I realize that many of my “recipe” posts are a bit subjective. I like to think of them more as guidelines and inspiration for you to maybe try something new or revisit and revamp an old favorite. I know I do some things a little strangely but don’t we all? I love learning new tips and tricks from others, and I just hope to teach you all something useful through all this nonsense.
- Bell Peppers
- Bean Sprouts
- Olive Oil
- Stir Fry Steak
- Rice or Rice Noodles
- Soy Sauce
- Rice Wine (Optional)
- Sesame Oil (Optional)
Please don’t feel that you have to go out and buy those last two ingredients for this – straight up soy sauce is all I usually use but I had bought these to try out a homemade terriyaki sauce recipe and they do add quite a bit of depth to the sauce, I will say that.
Slice your onions and carrots into long thin pieces and start to saute them in a little olive oil. Season with pepper and red pepper flakes and very little salt. Remember that we’ll be adding soy sauce later, which has a very high salt content. Unless you want to drink a gallon of water with your dinner, cut down on the salt when seasoning your veggies.
Do the same with your bell peppers and add them to the pan.
Then slice up your mushrooms and add them in with a little butter.
Once these are all mostly done cooking, I like to add the broccoli cut into pretty small florets – they don’t need too long to cook or they can get mushy and just start to dissolve. ugh.
Here’s a little trick I like to use. I think that ground ginger is a bit intense and like to use the real thing whenever possible so I bought a big knob of it about a month back and yup, you guessed it, stuck it in the freezer. Now whenever I make an Asian style meal or something needing a little fresh ginger flavor; I take it out and saw off a little piece.
That’s probably about 1/4 inch thick. I also don’t really like pieces of ginger, so I don’t chop it up like I do garlic. Instead, I put this whole thing in and let it do a little melting to get just a hint of ginger flavor. Just make sure you fish it out at the end! Nobody wants to chomp down on this thing.
Next I add the bean sprouts and some chopped garlic. You’ve probably noticed that I like to add garlic at the end of my veggie cooking in all these recipes and here’s why – garlic can burn and turn bitter if it gets cooked too long so minimal time on the heat is better.

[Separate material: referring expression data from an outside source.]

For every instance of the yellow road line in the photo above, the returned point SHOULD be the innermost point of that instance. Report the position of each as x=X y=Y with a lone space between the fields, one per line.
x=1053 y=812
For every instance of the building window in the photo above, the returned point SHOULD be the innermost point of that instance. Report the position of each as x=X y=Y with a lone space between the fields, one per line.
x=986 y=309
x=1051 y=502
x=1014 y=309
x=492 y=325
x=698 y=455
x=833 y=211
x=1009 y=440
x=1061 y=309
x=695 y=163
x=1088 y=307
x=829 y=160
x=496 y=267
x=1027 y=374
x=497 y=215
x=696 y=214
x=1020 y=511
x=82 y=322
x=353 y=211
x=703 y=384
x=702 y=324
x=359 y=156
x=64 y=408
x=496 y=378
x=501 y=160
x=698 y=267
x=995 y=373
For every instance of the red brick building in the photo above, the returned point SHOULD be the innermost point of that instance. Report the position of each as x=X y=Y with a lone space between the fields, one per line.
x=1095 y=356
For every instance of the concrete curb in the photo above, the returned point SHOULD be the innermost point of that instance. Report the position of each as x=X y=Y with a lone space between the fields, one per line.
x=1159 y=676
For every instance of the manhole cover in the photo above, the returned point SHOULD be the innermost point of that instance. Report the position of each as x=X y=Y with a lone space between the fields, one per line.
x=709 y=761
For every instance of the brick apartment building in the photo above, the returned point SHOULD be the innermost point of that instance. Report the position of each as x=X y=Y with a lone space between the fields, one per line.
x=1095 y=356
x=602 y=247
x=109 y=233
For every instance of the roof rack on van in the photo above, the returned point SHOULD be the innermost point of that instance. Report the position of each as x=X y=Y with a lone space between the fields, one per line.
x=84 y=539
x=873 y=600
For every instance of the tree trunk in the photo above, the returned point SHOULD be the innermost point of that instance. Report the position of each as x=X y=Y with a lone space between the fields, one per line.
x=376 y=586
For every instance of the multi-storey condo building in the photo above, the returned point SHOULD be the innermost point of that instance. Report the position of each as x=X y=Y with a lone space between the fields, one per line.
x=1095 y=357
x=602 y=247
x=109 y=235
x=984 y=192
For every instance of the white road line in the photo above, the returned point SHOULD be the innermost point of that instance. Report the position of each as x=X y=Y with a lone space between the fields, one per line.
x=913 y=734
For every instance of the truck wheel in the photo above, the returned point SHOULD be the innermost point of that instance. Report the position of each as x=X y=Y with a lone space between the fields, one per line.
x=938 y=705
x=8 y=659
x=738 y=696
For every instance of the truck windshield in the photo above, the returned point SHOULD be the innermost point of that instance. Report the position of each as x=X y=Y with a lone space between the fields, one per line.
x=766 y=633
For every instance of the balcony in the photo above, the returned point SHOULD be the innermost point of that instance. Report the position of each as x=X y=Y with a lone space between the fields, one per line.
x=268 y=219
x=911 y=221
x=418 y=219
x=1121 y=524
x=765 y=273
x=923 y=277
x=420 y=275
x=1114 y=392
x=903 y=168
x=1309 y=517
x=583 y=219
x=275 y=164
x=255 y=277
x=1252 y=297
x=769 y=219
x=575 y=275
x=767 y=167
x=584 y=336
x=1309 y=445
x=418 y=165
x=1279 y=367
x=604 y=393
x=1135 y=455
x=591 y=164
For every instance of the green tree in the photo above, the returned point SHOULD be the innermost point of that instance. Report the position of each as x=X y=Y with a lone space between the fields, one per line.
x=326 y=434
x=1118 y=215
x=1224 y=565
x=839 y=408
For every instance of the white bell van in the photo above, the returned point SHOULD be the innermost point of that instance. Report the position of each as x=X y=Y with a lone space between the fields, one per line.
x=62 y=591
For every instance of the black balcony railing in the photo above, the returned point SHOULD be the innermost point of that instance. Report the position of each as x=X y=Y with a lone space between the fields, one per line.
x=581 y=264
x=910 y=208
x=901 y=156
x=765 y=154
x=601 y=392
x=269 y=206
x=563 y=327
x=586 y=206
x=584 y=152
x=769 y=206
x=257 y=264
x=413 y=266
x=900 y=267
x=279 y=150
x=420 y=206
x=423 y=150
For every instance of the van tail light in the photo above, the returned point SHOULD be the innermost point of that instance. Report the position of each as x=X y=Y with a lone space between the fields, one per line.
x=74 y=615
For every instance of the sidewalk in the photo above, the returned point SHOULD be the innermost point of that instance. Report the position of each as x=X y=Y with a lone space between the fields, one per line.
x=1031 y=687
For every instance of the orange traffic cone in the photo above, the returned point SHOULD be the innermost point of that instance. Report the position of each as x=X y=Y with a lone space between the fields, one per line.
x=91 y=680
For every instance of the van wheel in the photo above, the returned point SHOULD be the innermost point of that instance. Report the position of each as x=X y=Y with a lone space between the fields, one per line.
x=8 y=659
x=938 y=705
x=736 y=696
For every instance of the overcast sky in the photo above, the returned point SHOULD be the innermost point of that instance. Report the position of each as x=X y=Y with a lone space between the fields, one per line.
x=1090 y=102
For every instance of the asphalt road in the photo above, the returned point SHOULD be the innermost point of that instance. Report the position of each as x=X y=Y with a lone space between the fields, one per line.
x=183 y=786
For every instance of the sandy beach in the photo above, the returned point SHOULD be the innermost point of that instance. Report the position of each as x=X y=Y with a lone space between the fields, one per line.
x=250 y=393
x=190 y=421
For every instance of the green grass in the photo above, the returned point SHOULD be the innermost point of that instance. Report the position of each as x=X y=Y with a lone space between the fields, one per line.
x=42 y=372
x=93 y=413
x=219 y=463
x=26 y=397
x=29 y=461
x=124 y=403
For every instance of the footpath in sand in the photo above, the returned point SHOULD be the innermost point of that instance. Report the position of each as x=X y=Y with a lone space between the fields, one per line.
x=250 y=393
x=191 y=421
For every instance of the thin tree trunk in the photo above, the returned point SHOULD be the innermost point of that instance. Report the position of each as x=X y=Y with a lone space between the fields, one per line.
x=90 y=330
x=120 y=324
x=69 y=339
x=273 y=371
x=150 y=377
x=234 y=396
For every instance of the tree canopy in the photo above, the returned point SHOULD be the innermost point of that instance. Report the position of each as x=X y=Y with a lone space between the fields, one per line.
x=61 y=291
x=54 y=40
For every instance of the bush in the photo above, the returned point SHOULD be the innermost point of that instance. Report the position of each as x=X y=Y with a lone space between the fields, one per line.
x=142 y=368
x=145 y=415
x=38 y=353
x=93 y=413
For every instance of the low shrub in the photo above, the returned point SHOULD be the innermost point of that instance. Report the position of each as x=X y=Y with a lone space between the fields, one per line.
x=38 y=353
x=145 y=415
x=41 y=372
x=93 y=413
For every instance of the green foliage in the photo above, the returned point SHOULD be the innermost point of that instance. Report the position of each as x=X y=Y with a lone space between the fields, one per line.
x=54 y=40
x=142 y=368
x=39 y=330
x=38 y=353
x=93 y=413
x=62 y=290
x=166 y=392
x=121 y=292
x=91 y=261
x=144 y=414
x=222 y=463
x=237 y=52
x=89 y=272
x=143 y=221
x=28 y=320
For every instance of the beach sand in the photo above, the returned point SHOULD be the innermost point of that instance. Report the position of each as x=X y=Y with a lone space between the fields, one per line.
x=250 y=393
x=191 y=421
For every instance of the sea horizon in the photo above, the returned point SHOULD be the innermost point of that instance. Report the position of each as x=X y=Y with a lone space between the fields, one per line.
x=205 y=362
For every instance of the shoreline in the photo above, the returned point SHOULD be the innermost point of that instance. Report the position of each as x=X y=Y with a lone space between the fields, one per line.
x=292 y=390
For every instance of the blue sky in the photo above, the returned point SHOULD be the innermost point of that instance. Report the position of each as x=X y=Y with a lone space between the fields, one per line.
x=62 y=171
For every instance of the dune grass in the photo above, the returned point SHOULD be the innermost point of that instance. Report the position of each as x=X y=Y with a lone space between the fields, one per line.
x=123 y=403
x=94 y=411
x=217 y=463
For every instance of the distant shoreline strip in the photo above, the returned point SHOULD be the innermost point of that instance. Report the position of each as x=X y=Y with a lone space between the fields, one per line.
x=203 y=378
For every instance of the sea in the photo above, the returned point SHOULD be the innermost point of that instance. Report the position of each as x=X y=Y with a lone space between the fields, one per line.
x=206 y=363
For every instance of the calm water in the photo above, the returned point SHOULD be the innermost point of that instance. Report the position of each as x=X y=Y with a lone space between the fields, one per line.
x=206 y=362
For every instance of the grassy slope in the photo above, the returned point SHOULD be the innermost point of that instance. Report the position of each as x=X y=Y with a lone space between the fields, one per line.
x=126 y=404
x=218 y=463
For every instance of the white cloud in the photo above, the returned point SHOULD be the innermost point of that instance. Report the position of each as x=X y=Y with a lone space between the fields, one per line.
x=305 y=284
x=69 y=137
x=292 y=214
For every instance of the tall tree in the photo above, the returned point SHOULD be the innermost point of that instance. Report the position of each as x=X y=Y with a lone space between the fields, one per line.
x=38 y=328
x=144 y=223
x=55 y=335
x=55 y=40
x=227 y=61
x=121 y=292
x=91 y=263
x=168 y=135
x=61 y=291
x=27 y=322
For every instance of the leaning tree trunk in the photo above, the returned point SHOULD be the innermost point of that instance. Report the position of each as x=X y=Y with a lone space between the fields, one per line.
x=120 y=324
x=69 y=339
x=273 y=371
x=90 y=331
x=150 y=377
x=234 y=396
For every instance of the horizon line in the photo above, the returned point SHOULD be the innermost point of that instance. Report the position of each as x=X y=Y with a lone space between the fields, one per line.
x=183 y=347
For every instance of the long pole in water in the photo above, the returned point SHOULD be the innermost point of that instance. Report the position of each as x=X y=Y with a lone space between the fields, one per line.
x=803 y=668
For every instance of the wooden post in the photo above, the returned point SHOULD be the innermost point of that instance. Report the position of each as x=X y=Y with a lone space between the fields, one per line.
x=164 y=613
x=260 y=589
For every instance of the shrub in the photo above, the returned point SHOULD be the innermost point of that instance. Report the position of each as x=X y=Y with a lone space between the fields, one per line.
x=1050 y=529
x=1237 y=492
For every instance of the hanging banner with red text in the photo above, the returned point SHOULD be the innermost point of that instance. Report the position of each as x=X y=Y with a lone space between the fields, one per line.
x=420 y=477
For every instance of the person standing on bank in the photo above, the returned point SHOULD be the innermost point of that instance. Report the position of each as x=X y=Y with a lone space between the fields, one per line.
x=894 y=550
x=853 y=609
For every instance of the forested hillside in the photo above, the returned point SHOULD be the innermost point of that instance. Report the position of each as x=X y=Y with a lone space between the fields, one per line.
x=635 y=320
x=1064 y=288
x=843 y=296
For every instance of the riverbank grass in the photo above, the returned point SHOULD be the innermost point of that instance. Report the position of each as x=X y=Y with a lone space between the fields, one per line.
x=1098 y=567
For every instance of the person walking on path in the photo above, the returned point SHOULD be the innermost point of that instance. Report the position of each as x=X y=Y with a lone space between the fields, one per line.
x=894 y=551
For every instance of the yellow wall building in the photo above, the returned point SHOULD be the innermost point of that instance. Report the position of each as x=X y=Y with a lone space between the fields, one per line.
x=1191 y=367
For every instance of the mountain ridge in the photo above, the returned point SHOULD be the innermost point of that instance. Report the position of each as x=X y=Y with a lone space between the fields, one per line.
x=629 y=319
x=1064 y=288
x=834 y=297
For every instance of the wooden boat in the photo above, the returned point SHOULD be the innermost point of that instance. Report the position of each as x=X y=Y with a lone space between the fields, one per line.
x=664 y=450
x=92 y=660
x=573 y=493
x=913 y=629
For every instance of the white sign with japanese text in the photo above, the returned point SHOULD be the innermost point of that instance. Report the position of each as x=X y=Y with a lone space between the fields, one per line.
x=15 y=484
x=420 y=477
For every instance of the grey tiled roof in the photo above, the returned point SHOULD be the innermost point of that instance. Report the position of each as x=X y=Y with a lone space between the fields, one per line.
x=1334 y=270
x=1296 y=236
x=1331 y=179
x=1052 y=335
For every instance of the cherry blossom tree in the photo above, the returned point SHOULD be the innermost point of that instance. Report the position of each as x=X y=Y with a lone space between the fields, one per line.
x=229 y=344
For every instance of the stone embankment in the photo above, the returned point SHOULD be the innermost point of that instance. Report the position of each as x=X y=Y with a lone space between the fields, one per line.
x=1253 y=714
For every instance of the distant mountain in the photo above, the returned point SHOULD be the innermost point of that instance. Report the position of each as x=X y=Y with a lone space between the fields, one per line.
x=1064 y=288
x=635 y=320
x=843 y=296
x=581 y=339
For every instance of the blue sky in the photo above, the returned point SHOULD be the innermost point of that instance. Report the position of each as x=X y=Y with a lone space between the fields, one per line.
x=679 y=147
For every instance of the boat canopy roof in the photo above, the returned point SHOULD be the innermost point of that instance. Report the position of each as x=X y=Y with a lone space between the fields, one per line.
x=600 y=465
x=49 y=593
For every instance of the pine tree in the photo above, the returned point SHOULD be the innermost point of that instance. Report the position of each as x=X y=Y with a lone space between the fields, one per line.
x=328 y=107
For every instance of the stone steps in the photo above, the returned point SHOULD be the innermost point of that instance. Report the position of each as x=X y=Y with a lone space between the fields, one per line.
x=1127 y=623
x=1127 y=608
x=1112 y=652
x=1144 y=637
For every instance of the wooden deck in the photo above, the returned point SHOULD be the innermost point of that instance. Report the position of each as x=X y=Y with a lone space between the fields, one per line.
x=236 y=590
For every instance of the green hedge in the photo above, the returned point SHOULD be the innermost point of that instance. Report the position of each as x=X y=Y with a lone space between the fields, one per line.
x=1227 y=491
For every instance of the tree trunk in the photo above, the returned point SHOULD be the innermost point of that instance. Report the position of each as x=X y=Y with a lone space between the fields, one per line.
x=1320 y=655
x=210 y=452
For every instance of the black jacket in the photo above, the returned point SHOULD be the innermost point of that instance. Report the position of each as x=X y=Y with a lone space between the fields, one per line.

Sometimes I’ll make brown rice with stir fry but we both really like these rice noodles. Whichever you choose, plan out your timing and cook according to the package instructions.
Just before adding the meat, I’ll pour just a TBS or two of the rice wine over the vegetables (“sweet cooking rice seasoning”) and let it cook out for a minute. Then a few TBS of soy sauce and a couple drops of sesame oil. Really, this stuff is strong, a couple drops will be plenty.
I always get so intimidated buying beef – I need some sort of cheat sheet for what cuts are used for what kind of cooking…so if anyone has some tips I’ll take them! Sometimes I luck out though, like when I came across “stir fry steak” that was pretty inexpensive and already cut into these nice little strips. Love it when they make it so easy for me! I have learned that with cheaper meats, you need to be very careful about over-cooking or it can become very tough and chewy. So as soon as the pink is gone – you’re done!
When the noodles are done cooking, I like to add them into the stir-fry pan and stir it all around to get them nicely coated in the sauce; much like you would do when making spaghetti. If your sauce looks a little thin – just add more of each of the 3 ingredients (in the same proportions as before).
Time to serve! I like to add a few sesame seeds to the top and a couple extra drops of soy sauce. Someday I might actually invest in a wok and then I can make some REAL stir fry.